Failure mechanism of LiNi0.6Co0.2Mn0.2O2 cathodes in aqueous/non-aqueous hybrid electrolyte

Abstract

The urgent need for improving the energy density of aqueous lithium ion batteries (ALIBs) can be addressed by the implementation of advanced electrode materials and electrolytes. The utilization of layered oxide cathodes, particularly Li[Ni_xCo_yMn_z]O₂ (NCM) materials, is an effective strategy, as they can offer high specific capacities in an appropriate voltage range. However, due to the strong effect of humidity on the degradation of Ni-rich layered oxide cathodes, using these materials together with highly concentrated aqueous electrolytes is critical.

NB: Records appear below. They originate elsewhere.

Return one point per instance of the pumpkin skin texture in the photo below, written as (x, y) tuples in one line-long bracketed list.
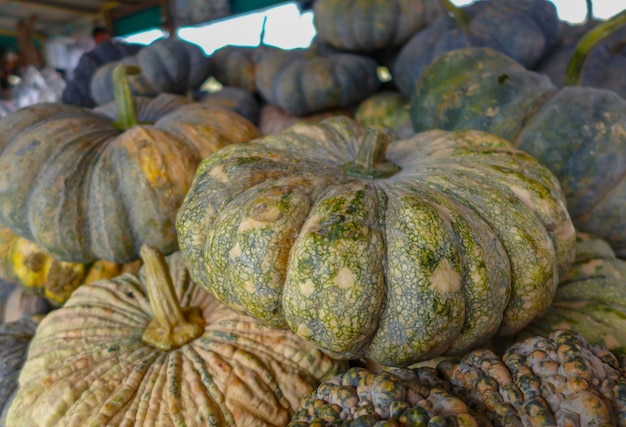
[(578, 132), (410, 397), (559, 380), (363, 26), (280, 229), (85, 191), (168, 65), (590, 298), (302, 82), (23, 262), (15, 338), (216, 368), (521, 29)]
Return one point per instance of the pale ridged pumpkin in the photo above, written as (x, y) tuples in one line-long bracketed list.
[(590, 298), (16, 303), (363, 26), (15, 338), (155, 349), (398, 250), (24, 263), (169, 65), (522, 29), (559, 380), (578, 132), (84, 190), (303, 81)]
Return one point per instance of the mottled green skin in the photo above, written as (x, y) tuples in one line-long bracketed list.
[(83, 190), (559, 380), (386, 108), (411, 397), (590, 298), (168, 65), (14, 340), (578, 132), (456, 246), (91, 352), (302, 82), (368, 25)]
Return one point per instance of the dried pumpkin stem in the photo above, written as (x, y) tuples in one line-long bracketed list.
[(126, 114), (172, 326), (587, 43), (461, 17), (371, 159)]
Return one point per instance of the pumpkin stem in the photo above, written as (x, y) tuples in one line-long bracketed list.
[(586, 44), (370, 161), (461, 17), (126, 114), (171, 325)]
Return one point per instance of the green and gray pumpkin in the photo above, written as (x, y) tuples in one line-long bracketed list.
[(577, 132), (398, 250), (155, 349), (591, 298), (95, 185)]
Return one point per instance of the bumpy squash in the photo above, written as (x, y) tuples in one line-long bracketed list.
[(168, 65), (302, 81), (407, 397), (363, 26), (590, 298), (558, 380), (578, 132), (15, 338), (155, 349), (84, 190), (522, 29), (399, 251), (24, 263)]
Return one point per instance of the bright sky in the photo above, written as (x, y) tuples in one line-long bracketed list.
[(288, 29)]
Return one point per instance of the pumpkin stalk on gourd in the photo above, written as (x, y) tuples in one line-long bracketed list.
[(460, 16), (371, 159), (126, 112), (586, 45), (172, 325)]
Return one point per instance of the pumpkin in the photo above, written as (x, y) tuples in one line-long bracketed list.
[(590, 298), (522, 29), (78, 88), (578, 132), (23, 262), (301, 82), (363, 26), (558, 380), (14, 340), (405, 397), (233, 98), (83, 190), (236, 66), (274, 120), (398, 250), (155, 349), (388, 109), (169, 65), (604, 67)]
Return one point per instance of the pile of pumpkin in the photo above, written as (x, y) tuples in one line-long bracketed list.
[(315, 246)]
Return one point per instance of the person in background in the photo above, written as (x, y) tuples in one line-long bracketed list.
[(100, 34)]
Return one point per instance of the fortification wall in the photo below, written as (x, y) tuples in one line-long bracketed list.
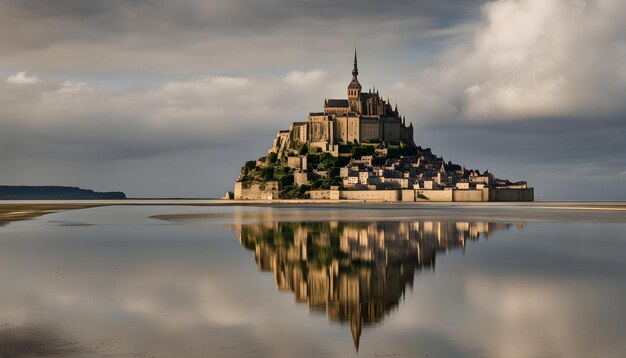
[(319, 194), (433, 195), (468, 195), (370, 195), (527, 194), (255, 192)]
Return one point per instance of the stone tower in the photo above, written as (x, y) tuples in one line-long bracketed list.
[(354, 89)]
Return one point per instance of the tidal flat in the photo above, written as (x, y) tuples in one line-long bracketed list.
[(203, 279)]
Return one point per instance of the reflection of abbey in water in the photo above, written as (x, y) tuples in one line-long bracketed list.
[(355, 272)]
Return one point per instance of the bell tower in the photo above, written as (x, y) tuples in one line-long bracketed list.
[(354, 89)]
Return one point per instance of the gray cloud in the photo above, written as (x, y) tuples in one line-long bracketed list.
[(105, 93)]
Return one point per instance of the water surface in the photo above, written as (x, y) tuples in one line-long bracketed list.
[(310, 282)]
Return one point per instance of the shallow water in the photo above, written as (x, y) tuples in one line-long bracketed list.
[(309, 282)]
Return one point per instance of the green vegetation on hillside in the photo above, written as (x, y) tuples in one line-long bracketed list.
[(271, 168)]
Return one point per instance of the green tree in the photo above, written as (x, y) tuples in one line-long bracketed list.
[(272, 158)]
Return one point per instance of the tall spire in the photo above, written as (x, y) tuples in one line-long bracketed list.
[(355, 70)]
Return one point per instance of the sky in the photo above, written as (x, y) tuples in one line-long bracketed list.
[(168, 99)]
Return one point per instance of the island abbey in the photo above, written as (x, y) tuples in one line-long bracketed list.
[(364, 117), (361, 148)]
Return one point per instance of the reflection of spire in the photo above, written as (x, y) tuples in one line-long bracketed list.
[(354, 272), (355, 327)]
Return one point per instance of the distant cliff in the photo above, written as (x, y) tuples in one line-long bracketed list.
[(21, 192)]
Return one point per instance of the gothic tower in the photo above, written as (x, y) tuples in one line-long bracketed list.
[(354, 89)]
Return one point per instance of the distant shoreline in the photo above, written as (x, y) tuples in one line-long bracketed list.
[(18, 210)]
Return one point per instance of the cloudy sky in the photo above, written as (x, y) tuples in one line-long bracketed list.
[(163, 98)]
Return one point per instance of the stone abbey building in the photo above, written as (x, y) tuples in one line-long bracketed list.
[(363, 117), (373, 157)]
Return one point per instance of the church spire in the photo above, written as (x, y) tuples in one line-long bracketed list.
[(355, 70)]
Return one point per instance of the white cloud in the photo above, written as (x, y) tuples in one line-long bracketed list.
[(537, 59), (21, 78)]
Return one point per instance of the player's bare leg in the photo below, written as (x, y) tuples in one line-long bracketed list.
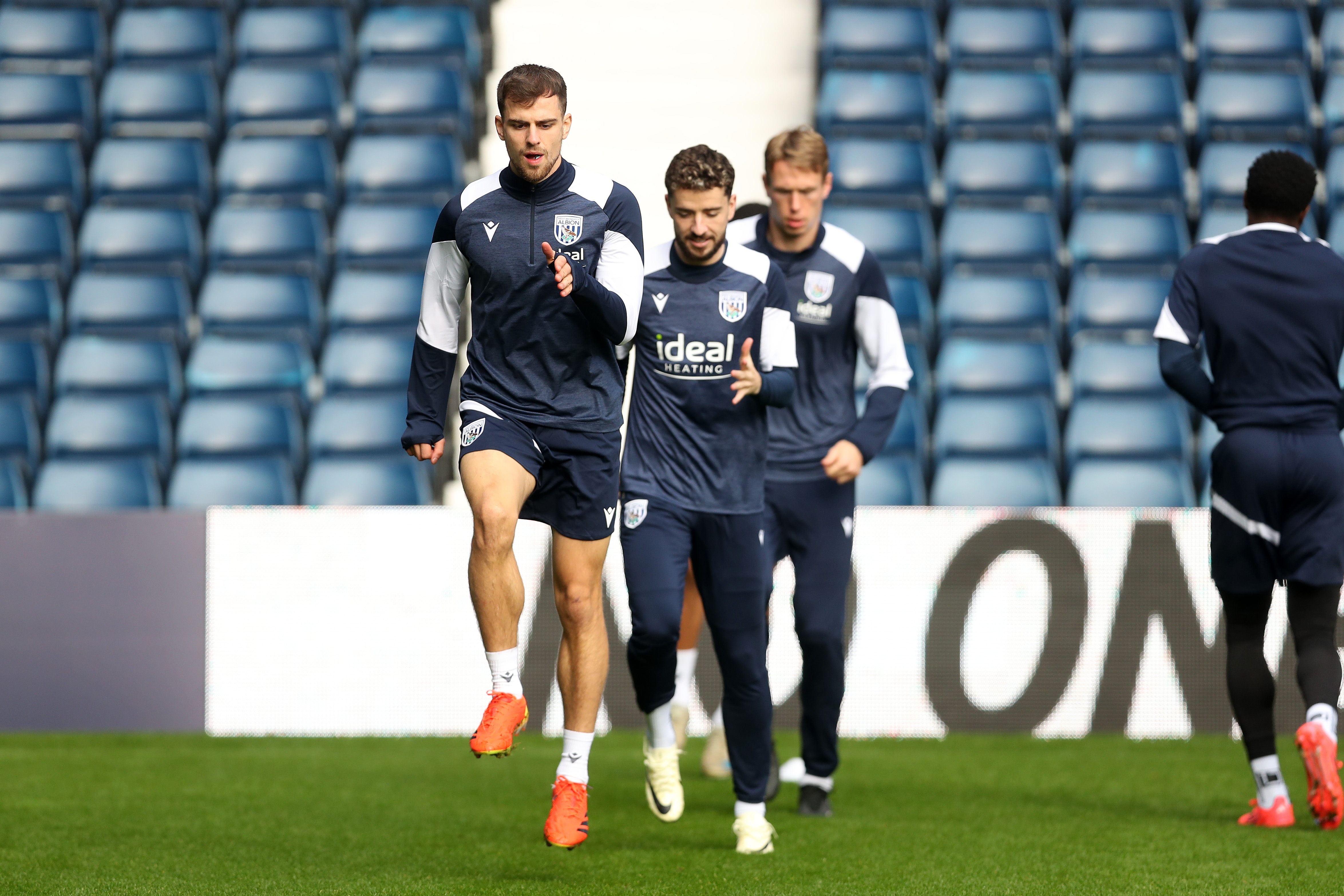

In this work, the underlying mechanisms responsible for the degradation of Li[Ni_0.6Co_0.2Mn_0.2]O₂ (NCM622)‖TiO₂@LiTi₂(PO₄)₃ (P/N = 1.2 : 1) full-cells are systematically explored by comprehensive studies, involving the evolution of the lattice structure of NCM622 and electrochemical impedance dependent on the operating voltage range (0.7–2.8 V or 0.7–2.9 V). It is found that in aqueous/non-aqueous hybrid electrolyte, in addition to the discharge process, proton intercalation into NCM622 also takes place during the charging process, which is dramatically severe at higher upper cut-off voltage (2.9 V), leading to a rapid degradation of the cathode material. The intercalated protons not only aggravate the electrochemical impedance by blocking Li⁺ diffusion, but also activate the higher potential redox pairs. This experimental study offers an in-depth understanding about the failure mechanism of NCM622 cathode materials in aqueous electrolytes.